Sermon on newly canonised St. Ambrose of Optina
1988–10–23
In the name of the Father, the Son and the Holy Ghost.
Today for the first time since his canonisation we keep the memory of the staretz Ambrose of Optina. The saints, according to a word of patriarch Pimen, are the glory of the earth. The saints are those who have heard not only in their mind but with all their heart the word of God, who have heard God speak not only outside of themselves but in the deepest recesses of their being and have responded to His words with all their being. Indeed, if the word “glory” means “shining”, “resplendence”, they are the glory of the earth because they are the light of God shining in the twilight and so often in the darkness of human history. And they are also the glory of the earth in another sense – in them we can rejoice that although each of us responds to the love of God, to the truth of God, to the sacrifice of God on the Cross wholeheartedly, timidly, without the total gift of self, which it might imply, the saints have done this and they are the earth’s response to the divine love. They have loved Him back. And in response to His crucifixion, to the horror of death upon the Cross, to the tragic words of Christ, “My God, My God, why hast Thou forsaken Me?” they have responded and said, “Here I am, Lord.” They are the glory of the earth because in them we see that the earth has not remained deaf, blind, insensitive to God’s act of salvation. And so when we think of any of them, we can rejoice – in him the earth has responded to God, love has been met by love, the cross has been accepted and carried and God can rejoice in them, can rejoice, because in them His word, His life, His death, His Resurrection had not been in vain.

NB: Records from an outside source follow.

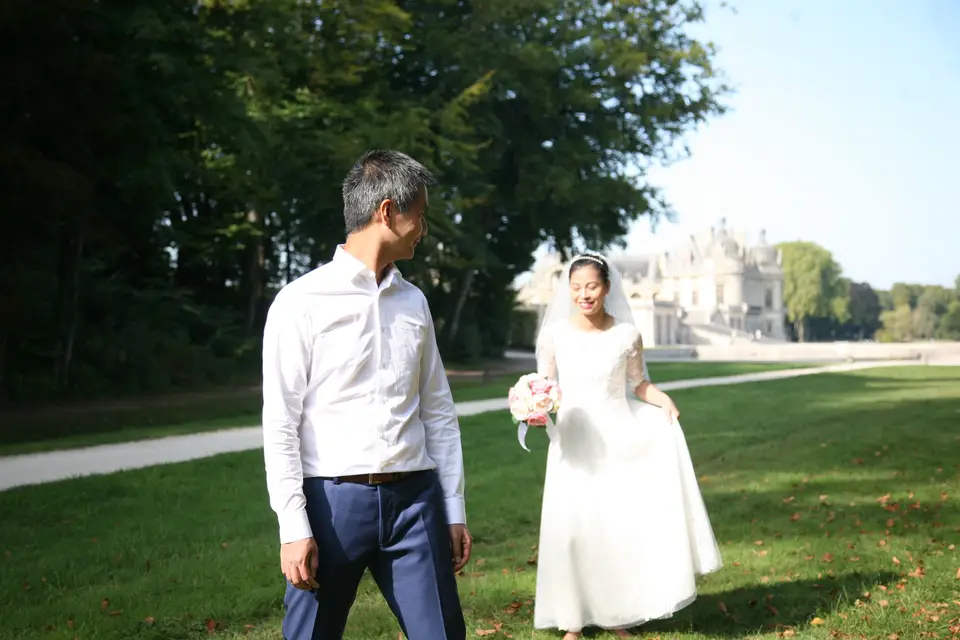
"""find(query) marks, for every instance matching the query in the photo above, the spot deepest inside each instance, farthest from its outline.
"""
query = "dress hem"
(619, 626)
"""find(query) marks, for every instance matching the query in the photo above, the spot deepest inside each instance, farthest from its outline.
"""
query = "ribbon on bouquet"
(522, 435)
(523, 428)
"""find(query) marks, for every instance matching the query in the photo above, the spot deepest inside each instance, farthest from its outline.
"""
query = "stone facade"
(715, 289)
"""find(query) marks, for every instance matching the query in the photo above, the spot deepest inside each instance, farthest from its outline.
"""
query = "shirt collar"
(353, 268)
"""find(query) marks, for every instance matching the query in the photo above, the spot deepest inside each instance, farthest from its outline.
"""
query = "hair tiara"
(591, 258)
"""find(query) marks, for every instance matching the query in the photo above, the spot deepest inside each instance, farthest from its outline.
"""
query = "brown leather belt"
(375, 478)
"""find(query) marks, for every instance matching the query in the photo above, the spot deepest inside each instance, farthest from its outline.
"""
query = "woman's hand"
(670, 409)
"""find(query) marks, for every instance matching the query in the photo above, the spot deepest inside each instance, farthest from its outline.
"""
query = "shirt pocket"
(405, 345)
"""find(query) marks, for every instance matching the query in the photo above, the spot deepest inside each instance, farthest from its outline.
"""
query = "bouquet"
(531, 400)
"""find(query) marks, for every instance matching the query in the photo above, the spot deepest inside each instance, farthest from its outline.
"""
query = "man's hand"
(462, 543)
(299, 562)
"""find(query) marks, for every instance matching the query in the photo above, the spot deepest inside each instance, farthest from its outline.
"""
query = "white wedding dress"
(624, 532)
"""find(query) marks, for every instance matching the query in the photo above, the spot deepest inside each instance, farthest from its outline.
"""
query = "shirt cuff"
(456, 511)
(294, 526)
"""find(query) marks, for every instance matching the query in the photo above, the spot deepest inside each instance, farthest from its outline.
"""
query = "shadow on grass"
(745, 611)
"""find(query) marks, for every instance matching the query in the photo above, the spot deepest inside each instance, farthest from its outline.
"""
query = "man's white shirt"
(353, 384)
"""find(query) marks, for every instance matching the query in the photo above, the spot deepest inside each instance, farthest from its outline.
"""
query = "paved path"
(38, 468)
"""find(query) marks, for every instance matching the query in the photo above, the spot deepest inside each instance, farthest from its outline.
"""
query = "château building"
(715, 289)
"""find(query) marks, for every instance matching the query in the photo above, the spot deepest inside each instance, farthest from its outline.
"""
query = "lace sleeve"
(546, 356)
(636, 364)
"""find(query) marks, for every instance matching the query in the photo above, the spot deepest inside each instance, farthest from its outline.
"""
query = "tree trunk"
(461, 302)
(68, 298)
(255, 265)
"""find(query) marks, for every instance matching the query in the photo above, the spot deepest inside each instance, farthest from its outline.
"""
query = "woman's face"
(588, 290)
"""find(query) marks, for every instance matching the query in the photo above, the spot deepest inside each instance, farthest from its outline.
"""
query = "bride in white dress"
(624, 532)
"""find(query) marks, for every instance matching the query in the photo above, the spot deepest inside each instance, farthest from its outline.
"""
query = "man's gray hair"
(377, 176)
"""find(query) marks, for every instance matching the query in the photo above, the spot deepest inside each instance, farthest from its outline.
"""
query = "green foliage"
(169, 165)
(812, 285)
(925, 312)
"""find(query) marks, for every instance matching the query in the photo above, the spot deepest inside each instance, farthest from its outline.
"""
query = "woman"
(624, 532)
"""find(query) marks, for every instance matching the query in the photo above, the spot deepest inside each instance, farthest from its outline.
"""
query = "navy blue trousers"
(399, 532)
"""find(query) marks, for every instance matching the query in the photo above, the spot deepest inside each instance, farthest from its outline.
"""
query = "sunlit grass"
(833, 498)
(66, 429)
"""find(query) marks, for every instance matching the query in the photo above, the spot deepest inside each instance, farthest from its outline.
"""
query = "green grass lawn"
(132, 420)
(834, 499)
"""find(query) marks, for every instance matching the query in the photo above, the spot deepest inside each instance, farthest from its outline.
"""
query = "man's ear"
(382, 213)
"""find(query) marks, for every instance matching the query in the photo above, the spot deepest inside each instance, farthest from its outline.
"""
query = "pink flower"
(542, 403)
(541, 386)
(537, 419)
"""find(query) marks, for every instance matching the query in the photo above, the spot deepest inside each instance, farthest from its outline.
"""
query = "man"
(361, 441)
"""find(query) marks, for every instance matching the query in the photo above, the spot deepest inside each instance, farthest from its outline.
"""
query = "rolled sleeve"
(286, 365)
(441, 427)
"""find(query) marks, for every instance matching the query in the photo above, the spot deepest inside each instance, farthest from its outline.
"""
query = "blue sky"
(844, 130)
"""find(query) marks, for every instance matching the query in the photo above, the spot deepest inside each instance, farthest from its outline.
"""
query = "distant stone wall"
(828, 351)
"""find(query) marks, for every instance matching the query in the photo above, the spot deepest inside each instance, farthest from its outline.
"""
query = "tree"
(949, 325)
(167, 166)
(864, 310)
(898, 325)
(812, 285)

But there is a message which the saints bring to us. They tell us that they also were people like each of us – frail, afraid, vulnerable, that they also lived in a world that tore them away from God, that they also could have turned away together with the world; and yet that if they have not done so, we also can respond to God, we can be like them. And this is why St. John Chrysostom in one of his sermons says that to sing the praises of saints without emulating them is vain and more than vain. It shows that we can see what is beautiful, what is true, was is good and that we do not choose, according to an old saying, to shed our blood in order to receive the Spirit.

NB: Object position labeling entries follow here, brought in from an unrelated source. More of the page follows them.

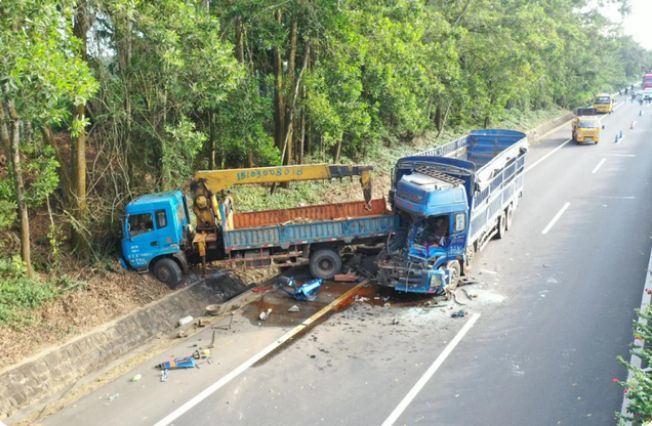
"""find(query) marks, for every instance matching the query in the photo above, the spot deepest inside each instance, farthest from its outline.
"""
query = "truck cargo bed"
(284, 236)
(309, 214)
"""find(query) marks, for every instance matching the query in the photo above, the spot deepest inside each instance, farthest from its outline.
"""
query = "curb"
(59, 375)
(635, 361)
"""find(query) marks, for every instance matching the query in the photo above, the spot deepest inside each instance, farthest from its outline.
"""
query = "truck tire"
(509, 215)
(502, 227)
(168, 271)
(456, 270)
(325, 263)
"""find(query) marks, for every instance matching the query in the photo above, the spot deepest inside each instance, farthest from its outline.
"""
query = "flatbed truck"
(451, 201)
(158, 235)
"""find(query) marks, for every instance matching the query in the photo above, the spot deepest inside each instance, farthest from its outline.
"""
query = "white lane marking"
(618, 197)
(555, 219)
(400, 408)
(596, 168)
(536, 163)
(645, 301)
(254, 359)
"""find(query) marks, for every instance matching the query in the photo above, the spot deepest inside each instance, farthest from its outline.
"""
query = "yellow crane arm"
(220, 180)
(208, 183)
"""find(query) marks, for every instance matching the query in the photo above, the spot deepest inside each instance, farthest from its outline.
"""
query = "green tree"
(40, 76)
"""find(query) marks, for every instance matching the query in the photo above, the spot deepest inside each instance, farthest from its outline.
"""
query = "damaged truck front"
(451, 200)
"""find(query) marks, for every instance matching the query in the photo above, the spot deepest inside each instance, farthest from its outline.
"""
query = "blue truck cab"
(155, 234)
(451, 200)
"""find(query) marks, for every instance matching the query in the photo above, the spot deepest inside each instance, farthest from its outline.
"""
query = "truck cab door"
(459, 232)
(141, 241)
(164, 233)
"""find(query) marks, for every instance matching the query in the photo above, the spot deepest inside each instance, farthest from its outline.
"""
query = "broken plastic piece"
(305, 292)
(177, 363)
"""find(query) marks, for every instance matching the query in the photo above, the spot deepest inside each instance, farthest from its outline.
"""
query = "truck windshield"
(588, 125)
(140, 223)
(433, 231)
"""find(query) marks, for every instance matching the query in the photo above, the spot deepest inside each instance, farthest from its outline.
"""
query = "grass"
(18, 292)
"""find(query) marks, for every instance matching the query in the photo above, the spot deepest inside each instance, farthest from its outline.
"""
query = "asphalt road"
(555, 308)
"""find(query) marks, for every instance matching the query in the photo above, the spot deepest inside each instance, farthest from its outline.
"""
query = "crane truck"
(158, 235)
(451, 201)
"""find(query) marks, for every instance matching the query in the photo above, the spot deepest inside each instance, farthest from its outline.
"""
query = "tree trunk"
(279, 110)
(239, 39)
(4, 131)
(289, 113)
(25, 251)
(302, 138)
(338, 151)
(79, 166)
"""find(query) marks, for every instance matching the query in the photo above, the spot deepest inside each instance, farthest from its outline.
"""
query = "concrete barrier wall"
(59, 368)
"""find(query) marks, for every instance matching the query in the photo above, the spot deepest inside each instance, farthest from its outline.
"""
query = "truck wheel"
(509, 215)
(455, 270)
(501, 227)
(325, 263)
(168, 271)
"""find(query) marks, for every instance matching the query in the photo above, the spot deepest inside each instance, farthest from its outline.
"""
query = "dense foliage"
(638, 387)
(103, 100)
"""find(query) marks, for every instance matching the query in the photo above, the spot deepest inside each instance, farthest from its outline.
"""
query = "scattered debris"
(304, 292)
(211, 346)
(213, 309)
(177, 363)
(265, 314)
(201, 353)
(360, 299)
(351, 277)
(185, 320)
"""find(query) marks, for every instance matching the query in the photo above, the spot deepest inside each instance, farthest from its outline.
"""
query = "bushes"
(17, 292)
(638, 387)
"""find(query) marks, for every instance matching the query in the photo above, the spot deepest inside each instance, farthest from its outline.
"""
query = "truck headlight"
(436, 281)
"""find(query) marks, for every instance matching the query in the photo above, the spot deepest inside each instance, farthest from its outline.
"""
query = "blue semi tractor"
(451, 201)
(158, 235)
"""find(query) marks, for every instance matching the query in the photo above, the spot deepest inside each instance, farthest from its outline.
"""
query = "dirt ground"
(104, 297)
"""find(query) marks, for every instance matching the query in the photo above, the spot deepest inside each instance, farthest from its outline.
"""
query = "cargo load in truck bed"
(310, 214)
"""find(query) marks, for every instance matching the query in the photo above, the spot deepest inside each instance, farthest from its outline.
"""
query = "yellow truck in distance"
(603, 103)
(586, 128)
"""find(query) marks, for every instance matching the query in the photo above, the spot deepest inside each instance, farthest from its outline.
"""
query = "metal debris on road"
(265, 314)
(185, 320)
(345, 277)
(178, 363)
(305, 292)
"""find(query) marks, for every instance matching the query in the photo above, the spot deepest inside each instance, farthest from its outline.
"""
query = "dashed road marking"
(555, 219)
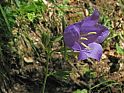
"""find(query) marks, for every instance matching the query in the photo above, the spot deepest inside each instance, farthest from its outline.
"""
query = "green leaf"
(119, 49)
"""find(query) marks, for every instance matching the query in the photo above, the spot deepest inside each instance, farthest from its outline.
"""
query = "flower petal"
(82, 55)
(101, 33)
(76, 46)
(91, 20)
(103, 36)
(96, 51)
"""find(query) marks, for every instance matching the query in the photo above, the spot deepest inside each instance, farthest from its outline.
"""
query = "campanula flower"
(84, 37)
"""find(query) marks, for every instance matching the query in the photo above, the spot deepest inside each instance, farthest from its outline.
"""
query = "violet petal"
(95, 52)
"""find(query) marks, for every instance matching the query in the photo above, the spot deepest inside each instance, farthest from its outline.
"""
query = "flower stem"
(46, 73)
(4, 16)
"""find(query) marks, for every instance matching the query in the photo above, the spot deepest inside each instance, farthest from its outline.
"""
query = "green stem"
(4, 16)
(46, 73)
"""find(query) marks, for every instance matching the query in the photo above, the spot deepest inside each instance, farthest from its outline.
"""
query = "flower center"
(84, 38)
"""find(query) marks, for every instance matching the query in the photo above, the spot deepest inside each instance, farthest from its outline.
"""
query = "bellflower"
(84, 37)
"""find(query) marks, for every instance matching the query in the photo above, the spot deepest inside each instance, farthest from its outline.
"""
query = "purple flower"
(84, 37)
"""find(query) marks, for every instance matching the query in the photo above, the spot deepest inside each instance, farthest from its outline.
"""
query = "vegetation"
(34, 58)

So let us rejoice today in the memory of St. Ambrose of Optina, one of the last staretzs of the XIX and XX century. To him came for advice Dostoyevsky and Tolstoy, and Rosanov, and many of those intellectuals who were seeking for the fullness of life and who expressed it at times in a way so accessible and so powerful. It is to him, a simple man with good education but no literary or other genius but who had one genius – the knowledge of God, and another – he was given by God the grace to see the hearts of men, to see the minds of men and to respond to their need.
So all of us, we will celebrate at the end of the liturgy before you come to venerate the cross a short moleben. For the first time we will be able to pray with him and to him together with the whole Church. Many of us has spoken to him in our prayers but it was as to a man in whom we trusted, as we can address ourselves to those who around us call for our trust. But today in the name of the whole Church, together with the whole Church visible and invisible we can pray to him that our mind be enlightened, our hearts made pure, our will made whole, that daring may given us to follow Christ whithersoever He goes and leads us. And also thank God for him who has been during his life an inspiration and a guide, and a joy, and life, and ray of light that dispelled darkness to those who were around him and who has prayed for his people, for our people throughout the world ever since his death.
Glory be to God and thanks be, truly thanks be to Ambrose who generously gave his life and inherited life eternal.